Mesures pour faire face à la crise
Pour faire face à cette situation, le gouvernement tunisien n’a pas d’autre choix que de décréter officiellement l’état de sécheresse et de mettre en place des mesures à la hauteur des défis auxquels le pays est confronté. Parmi ces mesures, l’expert évoque la restriction de l’usage de l’eau, comme l’interdiction d’arroser le jardin entre certaines heures, mesure déjà prise par la France confrontée la même situation. Les citoyens sont aussi tenus de «changer leur comportement en matière de gestion d’eau et d’adopter de meilleures pratiques afin de préserver cette denrée de plus en plus rare», insiste Rabhi.

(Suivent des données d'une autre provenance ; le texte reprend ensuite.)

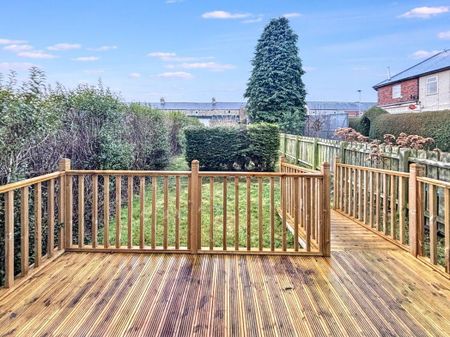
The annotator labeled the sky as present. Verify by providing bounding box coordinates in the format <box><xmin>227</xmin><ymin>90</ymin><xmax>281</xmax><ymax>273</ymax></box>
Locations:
<box><xmin>0</xmin><ymin>1</ymin><xmax>449</xmax><ymax>103</ymax></box>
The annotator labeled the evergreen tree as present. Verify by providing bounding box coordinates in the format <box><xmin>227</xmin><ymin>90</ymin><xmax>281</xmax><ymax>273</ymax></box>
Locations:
<box><xmin>244</xmin><ymin>17</ymin><xmax>307</xmax><ymax>133</ymax></box>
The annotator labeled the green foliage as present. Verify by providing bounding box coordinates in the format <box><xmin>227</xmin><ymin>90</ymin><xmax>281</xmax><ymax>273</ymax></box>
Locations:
<box><xmin>0</xmin><ymin>68</ymin><xmax>60</xmax><ymax>183</ymax></box>
<box><xmin>244</xmin><ymin>17</ymin><xmax>307</xmax><ymax>133</ymax></box>
<box><xmin>184</xmin><ymin>123</ymin><xmax>280</xmax><ymax>171</ymax></box>
<box><xmin>348</xmin><ymin>117</ymin><xmax>361</xmax><ymax>132</ymax></box>
<box><xmin>247</xmin><ymin>123</ymin><xmax>280</xmax><ymax>171</ymax></box>
<box><xmin>370</xmin><ymin>110</ymin><xmax>450</xmax><ymax>151</ymax></box>
<box><xmin>125</xmin><ymin>104</ymin><xmax>170</xmax><ymax>170</ymax></box>
<box><xmin>166</xmin><ymin>111</ymin><xmax>202</xmax><ymax>155</ymax></box>
<box><xmin>185</xmin><ymin>126</ymin><xmax>244</xmax><ymax>170</ymax></box>
<box><xmin>358</xmin><ymin>107</ymin><xmax>388</xmax><ymax>136</ymax></box>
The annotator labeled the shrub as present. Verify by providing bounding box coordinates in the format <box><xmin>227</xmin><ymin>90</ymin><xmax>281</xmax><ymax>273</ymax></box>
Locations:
<box><xmin>357</xmin><ymin>107</ymin><xmax>388</xmax><ymax>136</ymax></box>
<box><xmin>184</xmin><ymin>123</ymin><xmax>280</xmax><ymax>171</ymax></box>
<box><xmin>348</xmin><ymin>117</ymin><xmax>361</xmax><ymax>132</ymax></box>
<box><xmin>125</xmin><ymin>104</ymin><xmax>170</xmax><ymax>170</ymax></box>
<box><xmin>370</xmin><ymin>110</ymin><xmax>450</xmax><ymax>151</ymax></box>
<box><xmin>247</xmin><ymin>123</ymin><xmax>280</xmax><ymax>171</ymax></box>
<box><xmin>166</xmin><ymin>111</ymin><xmax>202</xmax><ymax>156</ymax></box>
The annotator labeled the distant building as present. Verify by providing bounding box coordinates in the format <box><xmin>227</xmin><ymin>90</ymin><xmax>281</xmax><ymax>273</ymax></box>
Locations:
<box><xmin>373</xmin><ymin>49</ymin><xmax>450</xmax><ymax>113</ymax></box>
<box><xmin>306</xmin><ymin>101</ymin><xmax>375</xmax><ymax>117</ymax></box>
<box><xmin>141</xmin><ymin>99</ymin><xmax>375</xmax><ymax>126</ymax></box>
<box><xmin>145</xmin><ymin>99</ymin><xmax>245</xmax><ymax>126</ymax></box>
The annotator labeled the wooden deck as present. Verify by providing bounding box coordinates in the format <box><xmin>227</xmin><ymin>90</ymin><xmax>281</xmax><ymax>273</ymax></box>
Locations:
<box><xmin>0</xmin><ymin>211</ymin><xmax>449</xmax><ymax>337</ymax></box>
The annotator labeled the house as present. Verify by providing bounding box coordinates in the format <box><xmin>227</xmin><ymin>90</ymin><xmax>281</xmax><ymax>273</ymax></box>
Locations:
<box><xmin>373</xmin><ymin>49</ymin><xmax>450</xmax><ymax>113</ymax></box>
<box><xmin>144</xmin><ymin>99</ymin><xmax>245</xmax><ymax>126</ymax></box>
<box><xmin>306</xmin><ymin>101</ymin><xmax>375</xmax><ymax>116</ymax></box>
<box><xmin>140</xmin><ymin>99</ymin><xmax>375</xmax><ymax>126</ymax></box>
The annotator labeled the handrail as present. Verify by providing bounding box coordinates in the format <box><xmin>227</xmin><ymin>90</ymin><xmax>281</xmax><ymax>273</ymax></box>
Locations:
<box><xmin>198</xmin><ymin>171</ymin><xmax>322</xmax><ymax>177</ymax></box>
<box><xmin>336</xmin><ymin>163</ymin><xmax>409</xmax><ymax>177</ymax></box>
<box><xmin>0</xmin><ymin>171</ymin><xmax>63</xmax><ymax>193</ymax></box>
<box><xmin>417</xmin><ymin>176</ymin><xmax>450</xmax><ymax>189</ymax></box>
<box><xmin>67</xmin><ymin>170</ymin><xmax>191</xmax><ymax>176</ymax></box>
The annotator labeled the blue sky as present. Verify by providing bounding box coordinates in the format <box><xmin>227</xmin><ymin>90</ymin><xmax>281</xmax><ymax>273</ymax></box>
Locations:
<box><xmin>1</xmin><ymin>1</ymin><xmax>449</xmax><ymax>102</ymax></box>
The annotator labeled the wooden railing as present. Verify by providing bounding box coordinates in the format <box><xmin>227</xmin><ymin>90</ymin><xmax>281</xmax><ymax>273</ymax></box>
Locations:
<box><xmin>0</xmin><ymin>170</ymin><xmax>66</xmax><ymax>289</ymax></box>
<box><xmin>334</xmin><ymin>160</ymin><xmax>450</xmax><ymax>277</ymax></box>
<box><xmin>1</xmin><ymin>159</ymin><xmax>331</xmax><ymax>288</ymax></box>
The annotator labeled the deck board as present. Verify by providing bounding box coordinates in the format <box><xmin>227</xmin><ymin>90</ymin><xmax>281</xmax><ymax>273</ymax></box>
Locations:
<box><xmin>0</xmin><ymin>211</ymin><xmax>449</xmax><ymax>337</ymax></box>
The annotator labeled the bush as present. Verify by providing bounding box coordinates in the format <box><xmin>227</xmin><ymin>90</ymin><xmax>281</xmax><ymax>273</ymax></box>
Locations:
<box><xmin>356</xmin><ymin>107</ymin><xmax>388</xmax><ymax>136</ymax></box>
<box><xmin>166</xmin><ymin>111</ymin><xmax>202</xmax><ymax>156</ymax></box>
<box><xmin>184</xmin><ymin>123</ymin><xmax>280</xmax><ymax>171</ymax></box>
<box><xmin>247</xmin><ymin>123</ymin><xmax>280</xmax><ymax>171</ymax></box>
<box><xmin>184</xmin><ymin>126</ymin><xmax>244</xmax><ymax>170</ymax></box>
<box><xmin>125</xmin><ymin>104</ymin><xmax>170</xmax><ymax>170</ymax></box>
<box><xmin>370</xmin><ymin>110</ymin><xmax>450</xmax><ymax>151</ymax></box>
<box><xmin>348</xmin><ymin>117</ymin><xmax>361</xmax><ymax>132</ymax></box>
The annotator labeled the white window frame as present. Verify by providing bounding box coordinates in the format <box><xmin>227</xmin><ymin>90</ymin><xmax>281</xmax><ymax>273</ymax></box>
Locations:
<box><xmin>426</xmin><ymin>76</ymin><xmax>438</xmax><ymax>95</ymax></box>
<box><xmin>392</xmin><ymin>84</ymin><xmax>402</xmax><ymax>98</ymax></box>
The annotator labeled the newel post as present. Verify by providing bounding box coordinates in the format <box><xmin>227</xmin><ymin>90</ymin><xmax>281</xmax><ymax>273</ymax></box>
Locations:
<box><xmin>408</xmin><ymin>163</ymin><xmax>424</xmax><ymax>257</ymax></box>
<box><xmin>321</xmin><ymin>162</ymin><xmax>331</xmax><ymax>257</ymax></box>
<box><xmin>59</xmin><ymin>158</ymin><xmax>72</xmax><ymax>249</ymax></box>
<box><xmin>279</xmin><ymin>155</ymin><xmax>286</xmax><ymax>172</ymax></box>
<box><xmin>190</xmin><ymin>160</ymin><xmax>200</xmax><ymax>254</ymax></box>
<box><xmin>333</xmin><ymin>157</ymin><xmax>341</xmax><ymax>210</ymax></box>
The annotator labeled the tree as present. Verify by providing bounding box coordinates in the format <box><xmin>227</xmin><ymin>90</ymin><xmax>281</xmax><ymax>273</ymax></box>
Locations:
<box><xmin>244</xmin><ymin>17</ymin><xmax>307</xmax><ymax>133</ymax></box>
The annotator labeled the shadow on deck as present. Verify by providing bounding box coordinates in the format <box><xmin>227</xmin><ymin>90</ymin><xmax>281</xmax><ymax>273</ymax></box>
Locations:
<box><xmin>0</xmin><ymin>211</ymin><xmax>449</xmax><ymax>337</ymax></box>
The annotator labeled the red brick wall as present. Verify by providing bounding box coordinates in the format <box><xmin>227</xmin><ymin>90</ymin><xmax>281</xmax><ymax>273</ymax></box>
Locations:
<box><xmin>377</xmin><ymin>78</ymin><xmax>419</xmax><ymax>106</ymax></box>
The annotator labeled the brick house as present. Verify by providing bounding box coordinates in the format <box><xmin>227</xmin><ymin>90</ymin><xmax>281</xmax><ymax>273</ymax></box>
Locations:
<box><xmin>373</xmin><ymin>49</ymin><xmax>450</xmax><ymax>113</ymax></box>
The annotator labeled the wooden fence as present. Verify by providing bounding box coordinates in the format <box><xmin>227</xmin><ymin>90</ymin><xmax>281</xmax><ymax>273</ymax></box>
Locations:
<box><xmin>0</xmin><ymin>159</ymin><xmax>331</xmax><ymax>288</ymax></box>
<box><xmin>334</xmin><ymin>161</ymin><xmax>450</xmax><ymax>277</ymax></box>
<box><xmin>280</xmin><ymin>133</ymin><xmax>450</xmax><ymax>182</ymax></box>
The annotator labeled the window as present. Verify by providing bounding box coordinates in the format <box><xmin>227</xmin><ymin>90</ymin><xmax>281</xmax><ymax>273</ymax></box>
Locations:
<box><xmin>426</xmin><ymin>76</ymin><xmax>438</xmax><ymax>95</ymax></box>
<box><xmin>392</xmin><ymin>84</ymin><xmax>402</xmax><ymax>98</ymax></box>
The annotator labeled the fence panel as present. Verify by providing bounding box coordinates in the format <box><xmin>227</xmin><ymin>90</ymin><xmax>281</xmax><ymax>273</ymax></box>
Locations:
<box><xmin>334</xmin><ymin>161</ymin><xmax>449</xmax><ymax>277</ymax></box>
<box><xmin>280</xmin><ymin>133</ymin><xmax>450</xmax><ymax>182</ymax></box>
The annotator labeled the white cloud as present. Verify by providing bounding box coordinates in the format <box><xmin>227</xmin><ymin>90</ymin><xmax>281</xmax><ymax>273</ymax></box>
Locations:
<box><xmin>438</xmin><ymin>31</ymin><xmax>450</xmax><ymax>40</ymax></box>
<box><xmin>242</xmin><ymin>15</ymin><xmax>263</xmax><ymax>24</ymax></box>
<box><xmin>129</xmin><ymin>72</ymin><xmax>141</xmax><ymax>79</ymax></box>
<box><xmin>47</xmin><ymin>43</ymin><xmax>81</xmax><ymax>51</ymax></box>
<box><xmin>283</xmin><ymin>12</ymin><xmax>302</xmax><ymax>18</ymax></box>
<box><xmin>148</xmin><ymin>51</ymin><xmax>177</xmax><ymax>60</ymax></box>
<box><xmin>411</xmin><ymin>50</ymin><xmax>441</xmax><ymax>59</ymax></box>
<box><xmin>166</xmin><ymin>0</ymin><xmax>183</xmax><ymax>3</ymax></box>
<box><xmin>0</xmin><ymin>62</ymin><xmax>35</xmax><ymax>71</ymax></box>
<box><xmin>157</xmin><ymin>71</ymin><xmax>193</xmax><ymax>79</ymax></box>
<box><xmin>181</xmin><ymin>62</ymin><xmax>235</xmax><ymax>71</ymax></box>
<box><xmin>17</xmin><ymin>50</ymin><xmax>58</xmax><ymax>59</ymax></box>
<box><xmin>87</xmin><ymin>45</ymin><xmax>118</xmax><ymax>51</ymax></box>
<box><xmin>399</xmin><ymin>6</ymin><xmax>449</xmax><ymax>19</ymax></box>
<box><xmin>3</xmin><ymin>44</ymin><xmax>33</xmax><ymax>52</ymax></box>
<box><xmin>202</xmin><ymin>11</ymin><xmax>251</xmax><ymax>20</ymax></box>
<box><xmin>148</xmin><ymin>52</ymin><xmax>214</xmax><ymax>63</ymax></box>
<box><xmin>0</xmin><ymin>38</ymin><xmax>27</xmax><ymax>45</ymax></box>
<box><xmin>72</xmin><ymin>56</ymin><xmax>100</xmax><ymax>62</ymax></box>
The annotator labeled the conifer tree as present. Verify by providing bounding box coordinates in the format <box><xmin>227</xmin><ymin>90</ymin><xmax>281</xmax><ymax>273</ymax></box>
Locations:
<box><xmin>245</xmin><ymin>17</ymin><xmax>307</xmax><ymax>133</ymax></box>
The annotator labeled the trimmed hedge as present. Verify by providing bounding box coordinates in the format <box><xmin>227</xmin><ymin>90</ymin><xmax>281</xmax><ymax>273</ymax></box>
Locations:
<box><xmin>356</xmin><ymin>107</ymin><xmax>388</xmax><ymax>136</ymax></box>
<box><xmin>349</xmin><ymin>117</ymin><xmax>361</xmax><ymax>132</ymax></box>
<box><xmin>184</xmin><ymin>123</ymin><xmax>280</xmax><ymax>171</ymax></box>
<box><xmin>370</xmin><ymin>110</ymin><xmax>450</xmax><ymax>151</ymax></box>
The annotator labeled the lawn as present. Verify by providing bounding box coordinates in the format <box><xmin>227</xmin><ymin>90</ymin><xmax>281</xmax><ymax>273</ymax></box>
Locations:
<box><xmin>100</xmin><ymin>156</ymin><xmax>295</xmax><ymax>250</ymax></box>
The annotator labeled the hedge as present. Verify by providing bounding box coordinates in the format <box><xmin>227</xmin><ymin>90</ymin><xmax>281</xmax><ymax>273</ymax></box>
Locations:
<box><xmin>348</xmin><ymin>117</ymin><xmax>361</xmax><ymax>132</ymax></box>
<box><xmin>184</xmin><ymin>123</ymin><xmax>280</xmax><ymax>171</ymax></box>
<box><xmin>356</xmin><ymin>107</ymin><xmax>388</xmax><ymax>136</ymax></box>
<box><xmin>370</xmin><ymin>110</ymin><xmax>450</xmax><ymax>151</ymax></box>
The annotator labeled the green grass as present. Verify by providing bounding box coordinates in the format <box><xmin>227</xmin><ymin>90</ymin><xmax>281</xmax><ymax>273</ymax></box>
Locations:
<box><xmin>101</xmin><ymin>177</ymin><xmax>294</xmax><ymax>250</ymax></box>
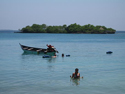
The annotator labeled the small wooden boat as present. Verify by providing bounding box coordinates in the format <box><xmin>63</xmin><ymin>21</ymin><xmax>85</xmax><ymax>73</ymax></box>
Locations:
<box><xmin>19</xmin><ymin>43</ymin><xmax>58</xmax><ymax>55</ymax></box>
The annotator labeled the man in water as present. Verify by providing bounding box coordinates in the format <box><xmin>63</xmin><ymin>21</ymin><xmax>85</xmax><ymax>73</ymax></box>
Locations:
<box><xmin>70</xmin><ymin>68</ymin><xmax>83</xmax><ymax>79</ymax></box>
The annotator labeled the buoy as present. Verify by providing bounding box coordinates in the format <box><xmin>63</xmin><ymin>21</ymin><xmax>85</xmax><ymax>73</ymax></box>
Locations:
<box><xmin>66</xmin><ymin>55</ymin><xmax>70</xmax><ymax>57</ymax></box>
<box><xmin>62</xmin><ymin>53</ymin><xmax>64</xmax><ymax>57</ymax></box>
<box><xmin>106</xmin><ymin>51</ymin><xmax>113</xmax><ymax>54</ymax></box>
<box><xmin>43</xmin><ymin>55</ymin><xmax>51</xmax><ymax>58</ymax></box>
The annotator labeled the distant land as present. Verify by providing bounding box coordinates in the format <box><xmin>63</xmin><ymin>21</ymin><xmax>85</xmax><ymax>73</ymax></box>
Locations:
<box><xmin>18</xmin><ymin>23</ymin><xmax>116</xmax><ymax>34</ymax></box>
<box><xmin>0</xmin><ymin>30</ymin><xmax>125</xmax><ymax>34</ymax></box>
<box><xmin>0</xmin><ymin>30</ymin><xmax>18</xmax><ymax>33</ymax></box>
<box><xmin>116</xmin><ymin>31</ymin><xmax>125</xmax><ymax>33</ymax></box>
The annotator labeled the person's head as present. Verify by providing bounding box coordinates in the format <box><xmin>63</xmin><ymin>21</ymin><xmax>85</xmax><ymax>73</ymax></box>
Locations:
<box><xmin>75</xmin><ymin>68</ymin><xmax>79</xmax><ymax>73</ymax></box>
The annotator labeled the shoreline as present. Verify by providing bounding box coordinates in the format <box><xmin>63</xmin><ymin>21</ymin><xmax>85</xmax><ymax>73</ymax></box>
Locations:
<box><xmin>14</xmin><ymin>31</ymin><xmax>115</xmax><ymax>34</ymax></box>
<box><xmin>1</xmin><ymin>30</ymin><xmax>125</xmax><ymax>34</ymax></box>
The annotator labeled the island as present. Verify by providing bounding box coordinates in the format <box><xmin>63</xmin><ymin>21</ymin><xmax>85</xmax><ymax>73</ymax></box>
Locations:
<box><xmin>19</xmin><ymin>23</ymin><xmax>116</xmax><ymax>34</ymax></box>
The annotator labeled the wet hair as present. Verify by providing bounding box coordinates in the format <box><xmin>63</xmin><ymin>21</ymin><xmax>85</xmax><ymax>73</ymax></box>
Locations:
<box><xmin>75</xmin><ymin>68</ymin><xmax>79</xmax><ymax>71</ymax></box>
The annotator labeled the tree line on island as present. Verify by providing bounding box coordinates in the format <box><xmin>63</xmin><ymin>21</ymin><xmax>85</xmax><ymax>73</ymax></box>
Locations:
<box><xmin>20</xmin><ymin>23</ymin><xmax>116</xmax><ymax>34</ymax></box>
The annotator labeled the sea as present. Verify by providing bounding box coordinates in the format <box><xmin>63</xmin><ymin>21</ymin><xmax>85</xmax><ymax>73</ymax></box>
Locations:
<box><xmin>0</xmin><ymin>30</ymin><xmax>125</xmax><ymax>94</ymax></box>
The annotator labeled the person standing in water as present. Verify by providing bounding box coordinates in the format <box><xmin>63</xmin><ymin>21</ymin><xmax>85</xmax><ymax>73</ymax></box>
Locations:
<box><xmin>70</xmin><ymin>68</ymin><xmax>83</xmax><ymax>79</ymax></box>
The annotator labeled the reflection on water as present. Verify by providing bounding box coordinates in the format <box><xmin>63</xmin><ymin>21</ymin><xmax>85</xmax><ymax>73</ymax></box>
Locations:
<box><xmin>70</xmin><ymin>78</ymin><xmax>81</xmax><ymax>86</ymax></box>
<box><xmin>22</xmin><ymin>52</ymin><xmax>58</xmax><ymax>62</ymax></box>
<box><xmin>20</xmin><ymin>52</ymin><xmax>58</xmax><ymax>71</ymax></box>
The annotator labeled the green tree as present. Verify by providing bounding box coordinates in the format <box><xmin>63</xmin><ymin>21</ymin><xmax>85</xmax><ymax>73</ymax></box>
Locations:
<box><xmin>66</xmin><ymin>23</ymin><xmax>81</xmax><ymax>33</ymax></box>
<box><xmin>21</xmin><ymin>26</ymin><xmax>33</xmax><ymax>33</ymax></box>
<box><xmin>20</xmin><ymin>23</ymin><xmax>116</xmax><ymax>34</ymax></box>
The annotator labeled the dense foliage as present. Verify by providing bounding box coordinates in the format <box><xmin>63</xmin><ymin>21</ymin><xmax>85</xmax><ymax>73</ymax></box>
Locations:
<box><xmin>20</xmin><ymin>23</ymin><xmax>116</xmax><ymax>34</ymax></box>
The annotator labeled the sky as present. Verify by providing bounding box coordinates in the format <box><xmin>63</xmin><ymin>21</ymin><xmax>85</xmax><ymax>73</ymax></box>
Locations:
<box><xmin>0</xmin><ymin>0</ymin><xmax>125</xmax><ymax>31</ymax></box>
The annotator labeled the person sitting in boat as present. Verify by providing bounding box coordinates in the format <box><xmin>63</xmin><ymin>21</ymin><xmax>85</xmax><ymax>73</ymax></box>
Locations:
<box><xmin>70</xmin><ymin>68</ymin><xmax>83</xmax><ymax>79</ymax></box>
<box><xmin>46</xmin><ymin>44</ymin><xmax>54</xmax><ymax>52</ymax></box>
<box><xmin>46</xmin><ymin>44</ymin><xmax>54</xmax><ymax>48</ymax></box>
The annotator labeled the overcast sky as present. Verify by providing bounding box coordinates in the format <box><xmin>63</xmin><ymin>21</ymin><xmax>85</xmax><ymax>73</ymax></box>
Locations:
<box><xmin>0</xmin><ymin>0</ymin><xmax>125</xmax><ymax>31</ymax></box>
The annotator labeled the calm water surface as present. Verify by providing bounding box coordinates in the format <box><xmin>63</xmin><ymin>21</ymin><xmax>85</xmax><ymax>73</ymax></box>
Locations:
<box><xmin>0</xmin><ymin>32</ymin><xmax>125</xmax><ymax>94</ymax></box>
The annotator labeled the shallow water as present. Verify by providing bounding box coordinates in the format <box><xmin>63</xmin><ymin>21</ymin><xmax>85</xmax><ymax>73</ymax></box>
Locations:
<box><xmin>0</xmin><ymin>32</ymin><xmax>125</xmax><ymax>94</ymax></box>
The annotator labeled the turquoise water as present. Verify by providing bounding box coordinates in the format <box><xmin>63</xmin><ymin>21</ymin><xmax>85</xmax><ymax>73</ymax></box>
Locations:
<box><xmin>0</xmin><ymin>32</ymin><xmax>125</xmax><ymax>94</ymax></box>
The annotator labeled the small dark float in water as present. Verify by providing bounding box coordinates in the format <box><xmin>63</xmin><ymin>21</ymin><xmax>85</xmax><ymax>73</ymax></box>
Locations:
<box><xmin>106</xmin><ymin>51</ymin><xmax>113</xmax><ymax>54</ymax></box>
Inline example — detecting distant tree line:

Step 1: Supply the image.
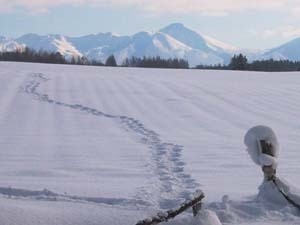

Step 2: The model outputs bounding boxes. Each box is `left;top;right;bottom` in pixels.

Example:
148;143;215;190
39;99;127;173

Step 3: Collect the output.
194;64;228;70
0;48;188;69
248;59;300;71
0;47;67;64
195;53;300;72
2;48;300;71
0;47;104;66
122;56;189;69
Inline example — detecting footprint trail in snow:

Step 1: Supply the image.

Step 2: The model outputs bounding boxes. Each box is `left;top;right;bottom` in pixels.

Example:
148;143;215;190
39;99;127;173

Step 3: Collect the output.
19;73;199;209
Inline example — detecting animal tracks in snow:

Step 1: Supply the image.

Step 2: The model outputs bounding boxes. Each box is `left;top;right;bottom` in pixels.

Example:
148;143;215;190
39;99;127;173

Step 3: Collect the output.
15;73;199;209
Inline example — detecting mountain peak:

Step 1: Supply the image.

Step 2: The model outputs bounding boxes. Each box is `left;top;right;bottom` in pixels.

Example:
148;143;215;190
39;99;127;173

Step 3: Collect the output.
160;23;195;33
160;23;211;52
261;36;300;61
163;23;185;29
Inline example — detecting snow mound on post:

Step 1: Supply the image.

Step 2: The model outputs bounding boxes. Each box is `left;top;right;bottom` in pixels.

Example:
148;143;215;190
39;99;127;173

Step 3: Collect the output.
191;210;222;225
244;125;279;167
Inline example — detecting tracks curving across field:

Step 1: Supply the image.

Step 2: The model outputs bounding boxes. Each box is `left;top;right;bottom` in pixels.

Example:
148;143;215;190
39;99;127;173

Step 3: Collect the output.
15;73;199;209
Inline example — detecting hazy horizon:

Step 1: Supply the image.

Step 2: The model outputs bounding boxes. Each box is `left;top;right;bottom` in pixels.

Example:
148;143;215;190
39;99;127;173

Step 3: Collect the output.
1;0;300;49
1;22;298;51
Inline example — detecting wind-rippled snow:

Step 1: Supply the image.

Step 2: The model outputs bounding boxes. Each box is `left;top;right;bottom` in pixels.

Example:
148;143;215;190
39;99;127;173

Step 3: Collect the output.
0;62;300;225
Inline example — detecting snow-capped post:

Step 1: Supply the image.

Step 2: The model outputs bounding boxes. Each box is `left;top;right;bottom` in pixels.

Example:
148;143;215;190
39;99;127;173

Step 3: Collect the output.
244;125;279;181
244;126;300;211
136;189;204;225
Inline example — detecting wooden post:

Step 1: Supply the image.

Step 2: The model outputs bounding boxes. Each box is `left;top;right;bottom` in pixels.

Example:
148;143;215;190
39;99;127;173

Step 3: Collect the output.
136;190;204;225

Il faut également mettre fin aux fuites d’eau dans les systèmes d’approvisionnement à tous les niveaux et dans tous les secteurs, en privilégiant l’entretien continu des différents canaux et tuyaux de distribution. Et recycler les eaux usées, en optant pour un traitement tertiaire visant à éliminer les polluants non biodégradables, sachant qu’en 2050, le volume des eaux non traitées en Tunisie, devrait atteindre plus de 600 millions de mètres cubes.
L’expert appelle, par ailleurs, à octroyer des subventions conséquentes aux citoyens afin qu’ils puissent installer des citernes domestiques de stockage d’eaux pluviales.
Le pouvoir aux abonnés absents
Cela dit, toutes ces mesures sont inscrites dans l’étude stratégique «Eaux 2050». Il suffit seulement d’une volonté politique pour les appliquer et passer à un nouveau modèle de gouvernance qui rompt définitivement avec l’ancien, lequel a atteint ses limites.
Or, force est de constater que le gouvernement fait exactement le contraire de ce qu’il est tenu de faire en évitant de communiquer ouvertement sur la réalité de la situation hydrique actuelle dans un pays parmi les plus exposés au monde au stress hydrique, sachant que la part moyenne d’eau par habitant en Tunisie est estimée à 430 m3/an et devrait baisser à moins de 350 m3, d’ici 2030, a rappelé l’expert. Qui avertit : «Actuellement, nous disposons d’environ 5 milliards de mètres cubes de ressources en eaux souterraines et de surface. Si nous allons poursuivre avec le modèle de gestion hydrique actuel, nous finirons par perdre deux milliards de mètres cubes entre 2040 et 2050.»
Les élections c’est bien, les querelles politiques entre le pouvoir et l’opposition occupent bien l’opinion qui fait face à une crise multiforme affectant pratiquement tous les aspects de la vie des citoyens, mais il y a des pénuries qui sont plus difficile à vivre et à accepter, et celle de l’eau est sans doute la plus grave, car c’est toute notre vie qui en dépend.